9. The method of pulverizing solid pulverulent material into finely divided form which consists in injecting the material to be pulverized in the form of a feed jet into the outer region of an inwardly spiralling vortex of a gaseous energy fluid having a rotational speed substantially higher than that at which the fluid moves inwardly toward the center of the vortex the said vortex of the fluid being established and maintained at said high rotational speed within an enclosed grinding chamber into which the energy fluid is injected in the form of a grinding jet for effecting high velocity vortical flow of the fluid toward a discharge outlet at the center of the vortex, said feed jet of the material to be pulverized being introduced into the vortex at a selected number of circumferentially uniformly spaced points each in close proximity to and downstream of the point of entry of one of an equal number of similarly spaced grinding jets into the grinding chamber, the axes of each grinding jet and its associated proximately located feed jet being relatively so oriented that said feed jets are each embraced on one side thereof by said grinding jet and on its opposite side by the encircling wall of the grinding chamber.

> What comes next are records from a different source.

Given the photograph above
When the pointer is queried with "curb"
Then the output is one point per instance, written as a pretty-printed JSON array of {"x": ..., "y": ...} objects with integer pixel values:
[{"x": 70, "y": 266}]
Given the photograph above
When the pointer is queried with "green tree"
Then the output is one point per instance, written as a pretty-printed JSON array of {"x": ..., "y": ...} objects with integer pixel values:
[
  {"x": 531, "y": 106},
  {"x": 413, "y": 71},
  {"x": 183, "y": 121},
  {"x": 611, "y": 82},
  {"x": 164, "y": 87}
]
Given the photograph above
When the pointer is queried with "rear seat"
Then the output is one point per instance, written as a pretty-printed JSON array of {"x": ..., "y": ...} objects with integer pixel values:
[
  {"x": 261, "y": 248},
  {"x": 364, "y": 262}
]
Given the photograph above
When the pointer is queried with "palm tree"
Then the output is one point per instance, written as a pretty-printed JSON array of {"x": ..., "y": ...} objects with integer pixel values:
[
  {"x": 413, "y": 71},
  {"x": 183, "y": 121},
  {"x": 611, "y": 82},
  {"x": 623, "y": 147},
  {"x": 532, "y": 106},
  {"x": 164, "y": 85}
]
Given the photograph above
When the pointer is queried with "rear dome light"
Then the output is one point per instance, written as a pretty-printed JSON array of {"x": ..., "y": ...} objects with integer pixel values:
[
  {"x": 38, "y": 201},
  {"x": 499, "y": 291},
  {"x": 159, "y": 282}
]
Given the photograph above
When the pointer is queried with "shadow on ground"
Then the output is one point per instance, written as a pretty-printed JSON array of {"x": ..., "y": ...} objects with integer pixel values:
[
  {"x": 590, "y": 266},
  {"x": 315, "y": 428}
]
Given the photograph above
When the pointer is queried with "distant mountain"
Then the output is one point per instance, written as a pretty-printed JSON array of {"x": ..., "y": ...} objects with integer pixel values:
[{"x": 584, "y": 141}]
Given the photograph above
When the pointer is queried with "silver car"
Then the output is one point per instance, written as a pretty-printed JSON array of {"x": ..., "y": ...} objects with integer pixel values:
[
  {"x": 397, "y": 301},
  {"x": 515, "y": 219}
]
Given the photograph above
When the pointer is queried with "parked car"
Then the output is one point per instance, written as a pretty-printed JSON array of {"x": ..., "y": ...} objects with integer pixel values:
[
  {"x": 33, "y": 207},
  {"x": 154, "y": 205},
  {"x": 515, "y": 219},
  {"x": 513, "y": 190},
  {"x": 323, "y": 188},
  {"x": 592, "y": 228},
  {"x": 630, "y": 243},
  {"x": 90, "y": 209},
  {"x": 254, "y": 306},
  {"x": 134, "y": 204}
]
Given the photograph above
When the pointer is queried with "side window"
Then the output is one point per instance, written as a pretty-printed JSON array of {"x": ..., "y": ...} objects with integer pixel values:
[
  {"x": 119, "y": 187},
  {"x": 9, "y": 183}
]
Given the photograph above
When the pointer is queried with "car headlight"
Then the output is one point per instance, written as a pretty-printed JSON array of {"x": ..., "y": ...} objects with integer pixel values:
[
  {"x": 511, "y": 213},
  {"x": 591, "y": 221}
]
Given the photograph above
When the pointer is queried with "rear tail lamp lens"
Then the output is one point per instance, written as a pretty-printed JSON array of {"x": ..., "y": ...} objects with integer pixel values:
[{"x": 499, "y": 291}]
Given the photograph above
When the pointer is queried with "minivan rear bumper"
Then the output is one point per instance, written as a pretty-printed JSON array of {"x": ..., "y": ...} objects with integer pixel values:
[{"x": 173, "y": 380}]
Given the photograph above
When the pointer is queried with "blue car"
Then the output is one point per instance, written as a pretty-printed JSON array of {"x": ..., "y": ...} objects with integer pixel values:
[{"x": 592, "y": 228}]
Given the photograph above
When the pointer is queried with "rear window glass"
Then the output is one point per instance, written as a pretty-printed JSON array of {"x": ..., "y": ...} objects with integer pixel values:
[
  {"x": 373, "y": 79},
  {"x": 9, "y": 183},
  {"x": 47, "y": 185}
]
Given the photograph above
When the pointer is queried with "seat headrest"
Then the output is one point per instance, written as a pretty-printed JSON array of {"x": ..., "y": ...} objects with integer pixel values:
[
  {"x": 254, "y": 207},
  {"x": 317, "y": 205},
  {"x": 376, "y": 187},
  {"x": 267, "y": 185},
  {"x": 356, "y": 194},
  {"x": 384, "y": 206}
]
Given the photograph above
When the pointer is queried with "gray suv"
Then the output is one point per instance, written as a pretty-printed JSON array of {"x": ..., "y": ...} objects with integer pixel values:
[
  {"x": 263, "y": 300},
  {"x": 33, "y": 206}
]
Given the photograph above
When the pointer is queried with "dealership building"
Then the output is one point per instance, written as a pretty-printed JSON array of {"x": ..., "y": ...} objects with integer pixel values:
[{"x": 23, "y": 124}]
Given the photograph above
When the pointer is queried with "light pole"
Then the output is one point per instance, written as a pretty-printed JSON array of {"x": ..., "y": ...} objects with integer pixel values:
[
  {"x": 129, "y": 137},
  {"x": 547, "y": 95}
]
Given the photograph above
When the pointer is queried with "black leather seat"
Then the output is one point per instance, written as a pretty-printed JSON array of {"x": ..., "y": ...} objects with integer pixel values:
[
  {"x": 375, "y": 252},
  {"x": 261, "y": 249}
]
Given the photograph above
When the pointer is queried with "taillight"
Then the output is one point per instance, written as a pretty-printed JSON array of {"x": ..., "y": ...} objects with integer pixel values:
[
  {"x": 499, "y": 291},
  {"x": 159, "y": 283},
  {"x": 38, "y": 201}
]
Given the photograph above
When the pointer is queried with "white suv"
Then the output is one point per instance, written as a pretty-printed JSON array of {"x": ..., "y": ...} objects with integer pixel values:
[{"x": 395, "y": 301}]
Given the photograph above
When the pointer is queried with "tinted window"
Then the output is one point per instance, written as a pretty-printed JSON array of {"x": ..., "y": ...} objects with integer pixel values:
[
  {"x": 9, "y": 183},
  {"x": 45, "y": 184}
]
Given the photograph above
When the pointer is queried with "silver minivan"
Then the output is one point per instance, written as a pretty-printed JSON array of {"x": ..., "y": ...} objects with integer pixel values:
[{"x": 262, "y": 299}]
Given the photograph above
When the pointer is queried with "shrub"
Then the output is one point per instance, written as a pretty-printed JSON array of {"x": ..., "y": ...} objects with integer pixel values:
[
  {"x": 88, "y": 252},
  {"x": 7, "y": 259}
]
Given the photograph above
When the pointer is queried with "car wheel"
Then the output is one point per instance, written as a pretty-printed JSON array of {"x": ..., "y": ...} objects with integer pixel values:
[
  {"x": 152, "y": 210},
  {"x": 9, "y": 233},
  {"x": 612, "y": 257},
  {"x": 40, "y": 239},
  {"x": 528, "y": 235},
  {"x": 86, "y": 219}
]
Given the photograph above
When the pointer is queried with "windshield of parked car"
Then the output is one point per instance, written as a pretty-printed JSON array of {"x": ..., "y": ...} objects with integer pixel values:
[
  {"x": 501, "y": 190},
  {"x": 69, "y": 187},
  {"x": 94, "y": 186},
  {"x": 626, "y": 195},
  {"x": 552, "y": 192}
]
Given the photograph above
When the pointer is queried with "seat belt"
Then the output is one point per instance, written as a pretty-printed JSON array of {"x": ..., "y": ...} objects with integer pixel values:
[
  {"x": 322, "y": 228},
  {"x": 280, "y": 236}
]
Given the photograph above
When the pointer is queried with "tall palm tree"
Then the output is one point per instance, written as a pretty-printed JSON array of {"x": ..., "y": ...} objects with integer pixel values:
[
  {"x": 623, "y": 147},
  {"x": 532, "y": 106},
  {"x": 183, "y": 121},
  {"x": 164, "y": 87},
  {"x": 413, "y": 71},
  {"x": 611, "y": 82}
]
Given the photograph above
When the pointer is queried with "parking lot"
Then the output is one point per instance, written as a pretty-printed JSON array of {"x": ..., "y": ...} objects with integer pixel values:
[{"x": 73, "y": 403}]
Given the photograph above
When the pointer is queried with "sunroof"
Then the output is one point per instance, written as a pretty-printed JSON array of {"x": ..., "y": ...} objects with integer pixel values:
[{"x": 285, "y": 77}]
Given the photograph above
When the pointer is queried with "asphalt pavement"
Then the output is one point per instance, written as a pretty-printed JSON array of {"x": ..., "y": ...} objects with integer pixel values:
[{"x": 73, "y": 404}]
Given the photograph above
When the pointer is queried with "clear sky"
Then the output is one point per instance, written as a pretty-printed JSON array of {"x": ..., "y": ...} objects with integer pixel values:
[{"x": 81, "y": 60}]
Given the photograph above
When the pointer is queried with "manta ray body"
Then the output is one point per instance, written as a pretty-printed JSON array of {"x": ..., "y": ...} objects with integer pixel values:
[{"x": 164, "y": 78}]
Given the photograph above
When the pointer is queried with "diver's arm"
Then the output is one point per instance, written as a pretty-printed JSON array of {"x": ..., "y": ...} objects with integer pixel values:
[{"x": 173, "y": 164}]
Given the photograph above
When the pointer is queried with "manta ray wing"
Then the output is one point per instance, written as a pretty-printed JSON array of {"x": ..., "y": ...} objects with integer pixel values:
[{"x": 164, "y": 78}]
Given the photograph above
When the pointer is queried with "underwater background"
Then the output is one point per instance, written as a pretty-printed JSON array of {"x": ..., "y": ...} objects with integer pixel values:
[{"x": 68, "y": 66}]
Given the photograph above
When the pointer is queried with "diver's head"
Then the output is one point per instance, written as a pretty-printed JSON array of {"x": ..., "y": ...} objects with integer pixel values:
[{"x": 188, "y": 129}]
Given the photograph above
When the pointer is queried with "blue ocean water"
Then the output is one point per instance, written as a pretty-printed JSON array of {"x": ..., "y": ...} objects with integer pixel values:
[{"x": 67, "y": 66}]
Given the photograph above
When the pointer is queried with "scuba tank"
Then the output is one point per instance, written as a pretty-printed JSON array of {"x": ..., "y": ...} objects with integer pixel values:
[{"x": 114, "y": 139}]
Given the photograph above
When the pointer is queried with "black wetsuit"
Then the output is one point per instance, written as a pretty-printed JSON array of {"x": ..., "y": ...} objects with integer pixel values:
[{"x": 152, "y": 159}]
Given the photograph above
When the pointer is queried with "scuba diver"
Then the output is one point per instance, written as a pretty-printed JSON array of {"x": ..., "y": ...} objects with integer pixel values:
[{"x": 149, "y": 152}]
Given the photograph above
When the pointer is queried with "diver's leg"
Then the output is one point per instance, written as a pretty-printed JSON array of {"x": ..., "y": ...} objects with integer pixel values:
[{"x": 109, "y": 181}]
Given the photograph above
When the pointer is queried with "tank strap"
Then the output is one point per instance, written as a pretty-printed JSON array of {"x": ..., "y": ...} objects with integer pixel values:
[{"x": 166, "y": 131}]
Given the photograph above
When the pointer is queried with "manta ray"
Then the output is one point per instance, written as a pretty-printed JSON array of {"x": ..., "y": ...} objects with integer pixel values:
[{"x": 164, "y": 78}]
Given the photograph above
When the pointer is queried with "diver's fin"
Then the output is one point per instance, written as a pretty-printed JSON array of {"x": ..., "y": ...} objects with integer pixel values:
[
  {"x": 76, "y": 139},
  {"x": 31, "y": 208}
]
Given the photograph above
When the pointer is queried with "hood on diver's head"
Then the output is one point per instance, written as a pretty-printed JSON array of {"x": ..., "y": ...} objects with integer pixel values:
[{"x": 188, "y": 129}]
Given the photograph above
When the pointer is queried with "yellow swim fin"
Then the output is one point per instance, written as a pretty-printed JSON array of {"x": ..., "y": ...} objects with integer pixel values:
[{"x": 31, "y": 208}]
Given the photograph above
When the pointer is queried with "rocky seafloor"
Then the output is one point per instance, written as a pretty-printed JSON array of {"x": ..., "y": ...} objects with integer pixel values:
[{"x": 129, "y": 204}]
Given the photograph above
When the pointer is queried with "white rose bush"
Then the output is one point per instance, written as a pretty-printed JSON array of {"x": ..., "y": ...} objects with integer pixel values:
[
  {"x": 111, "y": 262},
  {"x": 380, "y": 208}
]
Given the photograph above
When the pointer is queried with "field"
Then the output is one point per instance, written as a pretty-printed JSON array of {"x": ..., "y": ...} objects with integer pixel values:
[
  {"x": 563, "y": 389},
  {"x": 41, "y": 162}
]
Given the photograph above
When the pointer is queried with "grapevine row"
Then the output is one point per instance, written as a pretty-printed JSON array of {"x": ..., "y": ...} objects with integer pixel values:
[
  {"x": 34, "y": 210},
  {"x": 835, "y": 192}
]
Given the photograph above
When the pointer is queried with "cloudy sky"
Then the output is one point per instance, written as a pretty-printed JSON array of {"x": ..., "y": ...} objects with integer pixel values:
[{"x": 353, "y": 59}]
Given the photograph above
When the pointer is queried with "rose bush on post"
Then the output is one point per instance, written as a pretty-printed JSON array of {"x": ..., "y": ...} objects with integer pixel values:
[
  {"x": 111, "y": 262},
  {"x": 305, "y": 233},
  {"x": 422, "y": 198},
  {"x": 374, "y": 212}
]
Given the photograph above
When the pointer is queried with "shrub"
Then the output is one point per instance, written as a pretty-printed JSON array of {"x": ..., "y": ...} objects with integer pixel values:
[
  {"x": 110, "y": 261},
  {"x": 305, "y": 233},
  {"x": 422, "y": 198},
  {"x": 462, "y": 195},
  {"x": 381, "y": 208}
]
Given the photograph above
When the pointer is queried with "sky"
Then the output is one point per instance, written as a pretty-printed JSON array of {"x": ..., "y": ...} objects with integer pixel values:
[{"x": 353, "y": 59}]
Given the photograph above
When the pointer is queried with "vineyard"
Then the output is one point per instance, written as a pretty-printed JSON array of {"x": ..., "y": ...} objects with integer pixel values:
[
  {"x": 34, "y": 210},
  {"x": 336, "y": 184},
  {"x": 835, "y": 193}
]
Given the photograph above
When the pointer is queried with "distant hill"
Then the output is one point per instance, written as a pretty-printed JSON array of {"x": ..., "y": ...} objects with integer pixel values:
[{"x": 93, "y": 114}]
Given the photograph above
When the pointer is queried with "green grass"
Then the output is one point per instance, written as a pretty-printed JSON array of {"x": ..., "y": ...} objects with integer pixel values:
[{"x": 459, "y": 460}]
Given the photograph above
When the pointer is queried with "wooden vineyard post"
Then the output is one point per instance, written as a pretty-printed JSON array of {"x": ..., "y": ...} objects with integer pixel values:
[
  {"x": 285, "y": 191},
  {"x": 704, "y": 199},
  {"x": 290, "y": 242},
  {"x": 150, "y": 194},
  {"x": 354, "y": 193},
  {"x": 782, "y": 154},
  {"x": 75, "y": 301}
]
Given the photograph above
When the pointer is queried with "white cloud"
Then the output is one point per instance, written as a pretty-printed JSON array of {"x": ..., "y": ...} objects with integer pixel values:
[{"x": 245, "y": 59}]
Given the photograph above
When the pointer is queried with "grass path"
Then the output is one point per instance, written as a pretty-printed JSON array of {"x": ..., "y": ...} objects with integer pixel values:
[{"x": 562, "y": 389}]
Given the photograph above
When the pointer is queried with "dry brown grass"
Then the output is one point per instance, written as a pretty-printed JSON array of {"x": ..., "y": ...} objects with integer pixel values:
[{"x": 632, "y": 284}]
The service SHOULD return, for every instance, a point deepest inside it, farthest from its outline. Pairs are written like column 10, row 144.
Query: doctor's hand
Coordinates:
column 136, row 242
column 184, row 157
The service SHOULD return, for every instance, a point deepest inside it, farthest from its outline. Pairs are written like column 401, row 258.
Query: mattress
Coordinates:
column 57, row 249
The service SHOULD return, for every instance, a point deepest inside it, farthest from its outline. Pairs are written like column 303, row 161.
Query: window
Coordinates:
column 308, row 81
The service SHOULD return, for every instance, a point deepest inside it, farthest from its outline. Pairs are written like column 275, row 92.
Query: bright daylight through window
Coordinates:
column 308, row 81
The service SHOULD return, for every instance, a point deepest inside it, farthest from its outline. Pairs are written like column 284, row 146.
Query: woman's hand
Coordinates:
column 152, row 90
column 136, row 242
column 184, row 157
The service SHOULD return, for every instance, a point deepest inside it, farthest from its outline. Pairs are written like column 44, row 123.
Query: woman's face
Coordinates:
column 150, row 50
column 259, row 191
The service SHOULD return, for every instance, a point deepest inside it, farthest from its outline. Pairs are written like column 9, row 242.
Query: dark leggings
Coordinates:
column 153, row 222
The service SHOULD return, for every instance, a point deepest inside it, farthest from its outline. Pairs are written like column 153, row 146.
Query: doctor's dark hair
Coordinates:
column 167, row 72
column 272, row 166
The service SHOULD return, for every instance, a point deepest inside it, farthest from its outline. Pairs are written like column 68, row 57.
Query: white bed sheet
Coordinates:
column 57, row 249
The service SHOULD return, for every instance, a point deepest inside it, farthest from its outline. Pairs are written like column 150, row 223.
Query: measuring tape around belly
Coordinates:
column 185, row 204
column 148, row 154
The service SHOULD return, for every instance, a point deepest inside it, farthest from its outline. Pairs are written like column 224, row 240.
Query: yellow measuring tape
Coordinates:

10. Apparatus for the pulverization of material into finely divided form comprising a generally circular grinding chamber for the particles of material to be pulverized, means for injecting a pressurized gaseous grinding fluid into said chamber through a jet orifice in communication between a source of supply of said pressurized fluid and the interior of said chamber to establish therein a high velocity inwardly spiralling vortex of the gaseous fluid, means for injecting the material to be pulverized into said grinding chamber through a jet orifice in communication between a source of supply of said material and the interior of said chamber for entrainment of said particles of material in said vortex and movement therewith at a vortical speed of travel which is high as compared with the speed of movement of said particles radially inward toward a discharge outlet at the center of said vortex, said material jet orifice being located downstream of the fluid jet orifice in close proximity thereto and with its axis so oriented relatively to that of the fluid jet orifice that the axis of the jet of the material at its point of entry into the grinding chamber extends in nonintersecting relation to the axis of the gaseous fluid jet at the point of entry of the latter into the grinding chamber, and means in said discharge outlet for reducing the pressure of the gaseous energy fluid in the grinding chamber to thereby achieve a substantial increase in the vortical velocity and the grinding energy of said fluid, said pressure reducing means comprising a spiderlike member having a plurality of angularly related vanes to form a plurality of circumferentially spaced passages extending rectilinearly through said outlet parallel to its central axis, said vanes having end portions extending freely beyond the intake end of the discharge outlet to intercept and effect streamlined entry into the discharge outlet of the spent gaseous fluid exiting from the center of the vortex.